Researchers at Texas Tech University are conducting studies on a nematode (worm) known as Caenorhabditis elegans (C. elegans) to gain understanding on how this worm swims, with the hopes that it may provide useful insights to applications such as drug screening or designing smart soft robots.
You might ask the question, why study a one millimeter-long worm? This small worm can provide insights into human health and disease as well as design of artificial systems.
Caenorhabdities elegans has long been studied in biology and medical facilities. This little worm has been so productive in providing vital scientific information that it has led to three Nobel Prize winning studies. C. elegans has given up its genetics, behavior, neurobiology, and disease states. The worm’s genome has been completely mapped and it is currently known that at least 50 percent of those genes are similar to those found in humans.
C. elegans’ nervous system has been found to contain 302 neurons with 7,000 connections. A library exists that contains mutants where genes have been knocked out. This has made C. elegans an important model for drug testing diseases such as Parkinson’s.

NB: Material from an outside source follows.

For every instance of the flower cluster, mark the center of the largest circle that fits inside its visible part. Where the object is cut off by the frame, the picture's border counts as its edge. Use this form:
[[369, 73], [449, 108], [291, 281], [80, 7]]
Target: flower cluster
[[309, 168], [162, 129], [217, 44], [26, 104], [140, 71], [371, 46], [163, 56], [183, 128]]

The idea is to study the worm’s primary behavior — swimming — to better understand its motion in different environments. Different drugs can be administered to determine their impact on the worm’s swimming motion with the hopes of developing a sensitive screen to test various compounds that affect nerve cells or muscles and provide information on how to alleviate symptoms in humans.
According to Jerzy Blawzdziewicz, an author of the study, a model of the nematode swimming behaviors will develop better drug screening and allow for reverse engineering of C. elegans nervous system. Blawzdziewicz notes, “The worm executes a finite set of body shapes. We have described these gaits mathematically, and now we have combined the gait models with accurate models of the flow generated by the nematode body during swimming. This unique approach has led us to determine the dependence of swimming velocity on the form of the gait and allowed us to model the turning maneuvers of the worm.” Beyond this, a locomotion model needs to be combined with the results of the hydrodynamic analysis with a description of neuromuscular control.